"tokenize and keep words with dash"

johannesweber
johannesweber New Altair Community Member
edited November 5 in Community Q&A
Hello,

is there any way to tokenize into single words and don't split words with a dash?

For example, I want to keep the word "state-of-the-art" instead of having four words afterwards.

I saw the option to change the operator's mode to "specific  characters", however I don't understand the syntax requiered.

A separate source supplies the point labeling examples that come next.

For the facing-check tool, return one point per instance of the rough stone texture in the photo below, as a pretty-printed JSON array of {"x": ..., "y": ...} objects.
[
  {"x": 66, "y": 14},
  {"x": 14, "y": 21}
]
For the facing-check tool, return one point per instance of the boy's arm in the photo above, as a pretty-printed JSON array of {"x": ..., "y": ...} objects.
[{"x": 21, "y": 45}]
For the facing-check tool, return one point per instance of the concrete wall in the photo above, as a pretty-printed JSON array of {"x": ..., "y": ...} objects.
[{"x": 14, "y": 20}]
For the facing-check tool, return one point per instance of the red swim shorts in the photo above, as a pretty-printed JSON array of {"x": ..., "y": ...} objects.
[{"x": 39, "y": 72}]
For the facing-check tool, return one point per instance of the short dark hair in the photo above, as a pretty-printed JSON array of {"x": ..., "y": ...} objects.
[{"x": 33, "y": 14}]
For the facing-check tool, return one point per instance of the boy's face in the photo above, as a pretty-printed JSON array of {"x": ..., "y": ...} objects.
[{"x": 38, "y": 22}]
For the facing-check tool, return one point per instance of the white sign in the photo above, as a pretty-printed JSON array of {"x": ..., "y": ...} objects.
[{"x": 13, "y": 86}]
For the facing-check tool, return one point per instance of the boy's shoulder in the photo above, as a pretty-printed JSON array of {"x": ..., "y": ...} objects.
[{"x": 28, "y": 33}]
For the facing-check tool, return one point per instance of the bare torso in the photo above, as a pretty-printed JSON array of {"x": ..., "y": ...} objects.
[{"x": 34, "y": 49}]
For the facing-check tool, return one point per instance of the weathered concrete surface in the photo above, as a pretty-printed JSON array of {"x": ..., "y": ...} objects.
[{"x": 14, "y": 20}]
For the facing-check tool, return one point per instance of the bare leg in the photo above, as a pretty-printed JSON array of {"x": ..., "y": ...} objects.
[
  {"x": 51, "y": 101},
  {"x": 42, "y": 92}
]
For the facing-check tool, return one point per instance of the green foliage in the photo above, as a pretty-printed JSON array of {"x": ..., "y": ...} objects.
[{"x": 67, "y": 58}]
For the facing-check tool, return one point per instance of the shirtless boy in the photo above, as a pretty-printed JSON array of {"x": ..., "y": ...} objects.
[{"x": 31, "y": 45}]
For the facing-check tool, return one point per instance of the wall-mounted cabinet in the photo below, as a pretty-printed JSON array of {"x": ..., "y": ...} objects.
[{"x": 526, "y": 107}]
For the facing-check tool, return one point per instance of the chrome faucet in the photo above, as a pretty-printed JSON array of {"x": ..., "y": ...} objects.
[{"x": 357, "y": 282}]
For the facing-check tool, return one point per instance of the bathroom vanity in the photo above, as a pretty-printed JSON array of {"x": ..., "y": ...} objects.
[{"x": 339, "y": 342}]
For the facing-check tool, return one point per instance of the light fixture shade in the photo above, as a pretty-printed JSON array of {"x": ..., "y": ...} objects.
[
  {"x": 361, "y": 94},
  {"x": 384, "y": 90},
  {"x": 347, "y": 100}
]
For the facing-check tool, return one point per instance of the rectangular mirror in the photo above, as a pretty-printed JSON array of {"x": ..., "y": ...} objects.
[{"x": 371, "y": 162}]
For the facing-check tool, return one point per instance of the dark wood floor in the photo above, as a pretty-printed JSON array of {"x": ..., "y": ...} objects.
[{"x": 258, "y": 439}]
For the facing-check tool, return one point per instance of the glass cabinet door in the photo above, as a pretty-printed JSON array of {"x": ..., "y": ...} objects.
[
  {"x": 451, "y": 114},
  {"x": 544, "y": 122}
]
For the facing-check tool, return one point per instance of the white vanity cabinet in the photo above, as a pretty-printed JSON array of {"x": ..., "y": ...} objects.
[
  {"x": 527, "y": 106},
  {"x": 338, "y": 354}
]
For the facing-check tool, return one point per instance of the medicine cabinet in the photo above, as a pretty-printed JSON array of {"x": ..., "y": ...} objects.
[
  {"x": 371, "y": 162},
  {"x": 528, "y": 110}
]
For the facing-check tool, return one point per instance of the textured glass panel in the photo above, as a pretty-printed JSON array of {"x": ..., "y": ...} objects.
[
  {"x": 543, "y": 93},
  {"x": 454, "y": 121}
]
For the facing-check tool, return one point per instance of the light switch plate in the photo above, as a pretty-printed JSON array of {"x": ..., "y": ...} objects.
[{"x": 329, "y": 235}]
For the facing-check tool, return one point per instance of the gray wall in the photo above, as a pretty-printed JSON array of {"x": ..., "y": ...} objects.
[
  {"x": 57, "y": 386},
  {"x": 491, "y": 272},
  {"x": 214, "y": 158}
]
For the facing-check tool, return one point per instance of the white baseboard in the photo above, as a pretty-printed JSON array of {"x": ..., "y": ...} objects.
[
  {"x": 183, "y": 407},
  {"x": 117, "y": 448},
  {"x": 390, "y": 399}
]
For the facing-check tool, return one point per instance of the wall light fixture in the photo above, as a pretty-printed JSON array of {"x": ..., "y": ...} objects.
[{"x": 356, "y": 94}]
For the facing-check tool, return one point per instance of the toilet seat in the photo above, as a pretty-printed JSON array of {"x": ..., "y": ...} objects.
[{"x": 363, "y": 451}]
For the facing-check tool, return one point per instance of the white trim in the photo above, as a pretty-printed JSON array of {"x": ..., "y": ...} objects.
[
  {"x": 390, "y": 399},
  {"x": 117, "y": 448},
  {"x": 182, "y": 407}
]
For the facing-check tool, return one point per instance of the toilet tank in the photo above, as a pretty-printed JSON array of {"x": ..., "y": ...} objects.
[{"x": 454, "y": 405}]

I would much appreciate an answer.

Best regards

Johannes

Answers

  • MariusHelf
    MariusHelf New Altair Community Member
    Specific characters is fine, just list the characters that indicate word borders, e.g. dot, comma, space, questionmark etc.: "!? ,.". Think carefully and check the results to not forget any important delimiters :)

    Best regards,
    Marius
  • HelenZ
    HelenZ New Altair Community Member
    This is a really good suggestion and very helpful. I tried using the "." to tokenize my document. But now, I face the Problem that a sentence containing e.g. the word "u.s." is tokenized right in the middle because u.s. contains a dot. Or to take another example a sentence containing the number "1.3%" is split.

    So is there a way to also include exceptions in the mode "specific characters" and what regex term do I use then? Or do I have to add another operator or something?


    Thank you for your great help. This is very much appreciated.


    Helen